Getting Value error, torch.bfloat16 is not supported for quantization method gguf. Supported dtypes: [torch.float16, torch.float32] [type=value_error, input_value=ArgsKwargs((), {‘model_co…transfer_config’: None}), input_type=ArgsKwargs]
The error occurs because torch.bfloat16 is not supported for GGUF quantized models in vLLM; only torch.float16 and torch.float32 are allowed. You must explicitly set --dtype float16 or --dtype float32 when serving GGUF models to avoid this error—auto may select an unsupported dtype depending on your hardware and model config.
Value error, The model type ‘gemma3_text’ does not support float16. Reason: Numerical instability.
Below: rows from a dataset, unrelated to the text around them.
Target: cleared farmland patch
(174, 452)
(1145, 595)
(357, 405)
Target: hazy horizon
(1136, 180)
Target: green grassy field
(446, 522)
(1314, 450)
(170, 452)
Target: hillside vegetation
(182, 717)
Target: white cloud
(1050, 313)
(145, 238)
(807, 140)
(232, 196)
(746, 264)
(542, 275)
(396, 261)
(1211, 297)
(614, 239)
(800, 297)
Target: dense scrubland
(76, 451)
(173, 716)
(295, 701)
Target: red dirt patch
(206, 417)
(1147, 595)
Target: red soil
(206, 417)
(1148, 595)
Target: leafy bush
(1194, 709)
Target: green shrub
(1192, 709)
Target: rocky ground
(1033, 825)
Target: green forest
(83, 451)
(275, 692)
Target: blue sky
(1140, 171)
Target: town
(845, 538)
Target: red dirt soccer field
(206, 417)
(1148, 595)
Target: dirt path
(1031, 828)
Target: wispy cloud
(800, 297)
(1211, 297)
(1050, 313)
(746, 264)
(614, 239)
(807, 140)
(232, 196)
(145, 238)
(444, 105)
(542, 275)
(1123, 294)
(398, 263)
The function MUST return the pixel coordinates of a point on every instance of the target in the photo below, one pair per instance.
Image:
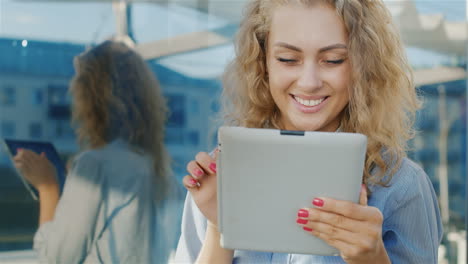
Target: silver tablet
(265, 176)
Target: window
(176, 103)
(8, 96)
(37, 97)
(35, 130)
(8, 129)
(193, 138)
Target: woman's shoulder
(408, 182)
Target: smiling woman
(330, 65)
(309, 74)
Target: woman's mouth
(309, 105)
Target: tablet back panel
(264, 178)
(38, 147)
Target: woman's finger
(206, 162)
(195, 170)
(346, 208)
(337, 220)
(190, 183)
(363, 195)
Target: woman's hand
(354, 229)
(37, 169)
(201, 182)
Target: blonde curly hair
(383, 99)
(116, 95)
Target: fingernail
(198, 172)
(193, 182)
(303, 213)
(213, 167)
(301, 221)
(317, 202)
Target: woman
(325, 65)
(112, 206)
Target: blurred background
(187, 44)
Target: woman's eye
(286, 60)
(335, 61)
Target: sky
(91, 22)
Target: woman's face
(308, 67)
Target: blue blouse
(107, 212)
(411, 231)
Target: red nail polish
(301, 221)
(303, 213)
(318, 202)
(213, 166)
(193, 182)
(198, 172)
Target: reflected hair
(117, 96)
(383, 99)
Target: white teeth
(308, 102)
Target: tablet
(37, 146)
(265, 176)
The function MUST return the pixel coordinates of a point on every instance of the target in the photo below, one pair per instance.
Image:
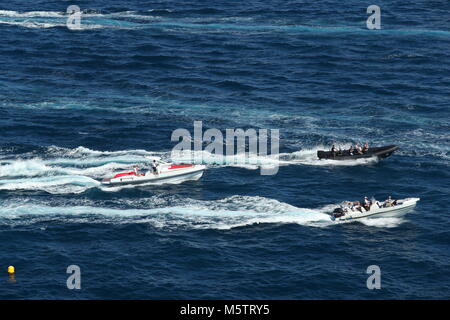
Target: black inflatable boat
(380, 152)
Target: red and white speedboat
(165, 173)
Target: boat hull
(165, 176)
(379, 152)
(395, 211)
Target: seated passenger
(388, 202)
(367, 203)
(333, 150)
(351, 150)
(358, 149)
(155, 167)
(366, 147)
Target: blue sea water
(78, 105)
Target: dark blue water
(76, 106)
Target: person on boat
(367, 203)
(366, 147)
(358, 149)
(155, 167)
(388, 202)
(351, 150)
(333, 150)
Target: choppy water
(76, 106)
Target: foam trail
(55, 185)
(232, 212)
(120, 20)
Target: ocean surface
(78, 105)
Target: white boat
(377, 209)
(165, 173)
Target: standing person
(155, 167)
(366, 147)
(333, 150)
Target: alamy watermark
(239, 146)
(74, 19)
(374, 280)
(374, 20)
(74, 280)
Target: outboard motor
(338, 212)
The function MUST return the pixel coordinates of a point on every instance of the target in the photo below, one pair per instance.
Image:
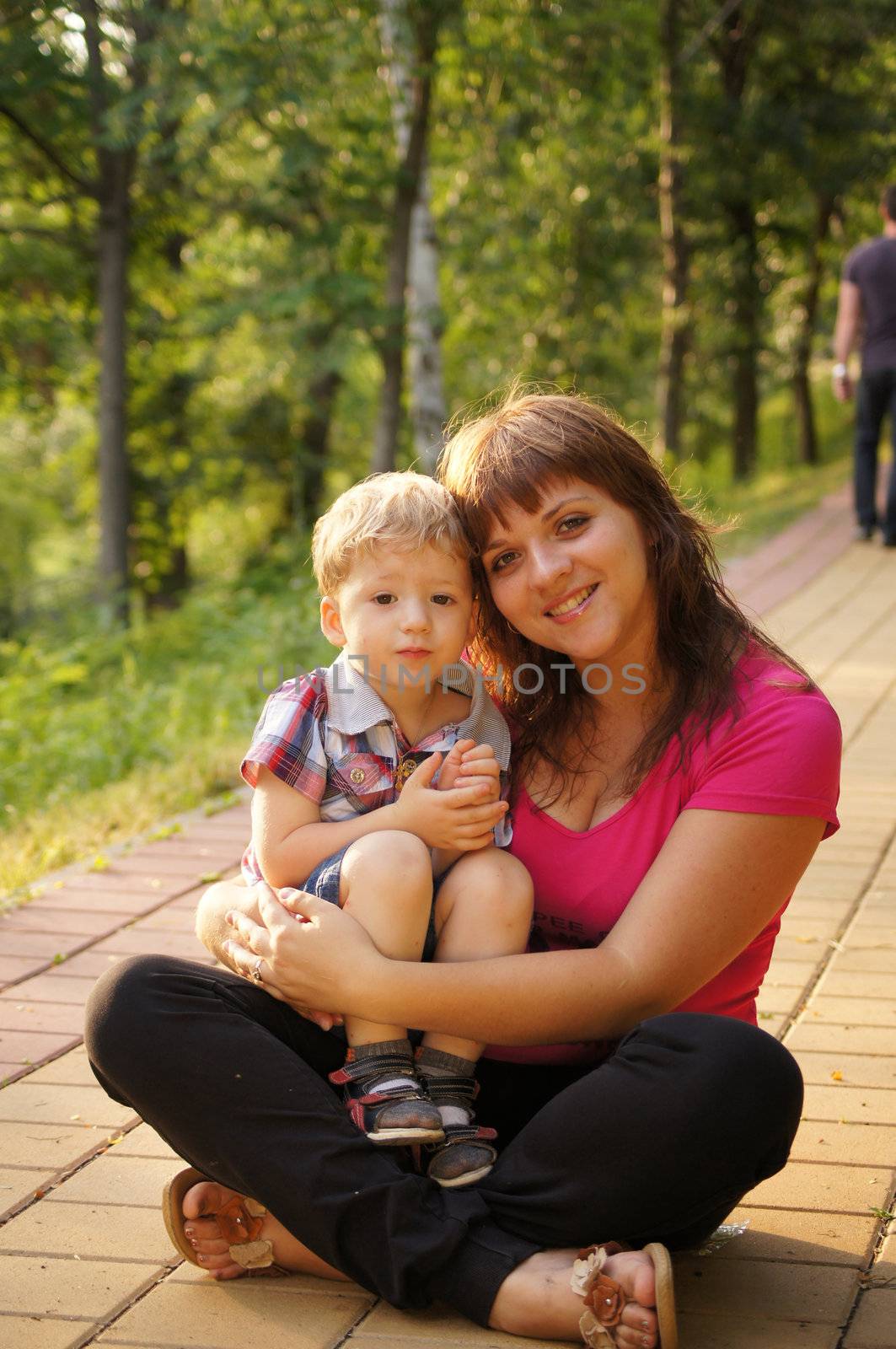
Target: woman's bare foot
(536, 1299)
(200, 1205)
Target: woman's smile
(568, 609)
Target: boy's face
(408, 611)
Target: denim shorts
(325, 884)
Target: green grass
(105, 733)
(114, 732)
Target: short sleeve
(781, 755)
(287, 739)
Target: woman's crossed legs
(657, 1143)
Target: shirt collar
(354, 706)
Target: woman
(675, 773)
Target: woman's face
(574, 577)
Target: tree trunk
(747, 339)
(314, 442)
(675, 335)
(734, 49)
(114, 247)
(428, 413)
(426, 24)
(807, 438)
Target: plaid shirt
(331, 737)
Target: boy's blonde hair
(405, 510)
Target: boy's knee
(394, 854)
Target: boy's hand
(460, 818)
(451, 766)
(478, 768)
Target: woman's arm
(716, 881)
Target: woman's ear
(330, 622)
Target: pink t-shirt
(777, 755)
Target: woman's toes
(207, 1197)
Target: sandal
(239, 1220)
(605, 1298)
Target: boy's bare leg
(393, 912)
(483, 908)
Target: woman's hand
(309, 961)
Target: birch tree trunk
(807, 438)
(413, 236)
(736, 47)
(426, 324)
(675, 336)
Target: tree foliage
(202, 204)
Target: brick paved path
(84, 1256)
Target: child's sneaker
(466, 1157)
(388, 1101)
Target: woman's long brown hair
(510, 455)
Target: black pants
(657, 1143)
(876, 397)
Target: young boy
(378, 787)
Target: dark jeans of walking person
(876, 400)
(657, 1143)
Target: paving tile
(834, 1189)
(88, 965)
(842, 1039)
(143, 1142)
(137, 942)
(51, 1147)
(876, 957)
(46, 1103)
(486, 1337)
(92, 1232)
(764, 1290)
(19, 966)
(51, 988)
(42, 1332)
(123, 903)
(856, 1105)
(211, 1315)
(71, 1070)
(40, 943)
(44, 919)
(53, 1286)
(875, 1321)
(858, 984)
(18, 1184)
(885, 1265)
(18, 1015)
(801, 1238)
(851, 1011)
(857, 1070)
(696, 1332)
(845, 1144)
(34, 1045)
(134, 1182)
(436, 1325)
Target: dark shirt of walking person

Please use bfloat16 or float32 instead. [type=value_error, input_value=ArgsKwargs((), {‘model’: …rocessor_plugin’: None}), input_type=ArgsKwargs]
The error means the model type gemma3_text is known to be numerically unstable with float16; you must use bfloat16 or float32 as the dtype. This is enforced in vLLM for Gemma3 models due to precision issues with float16, as documented in the code and issues (see _FLOAT16_NOT_SUPPORTED_MODELS).
Set --dtype bfloat16 or --dtype float32 when serving or using this model to resolve the error.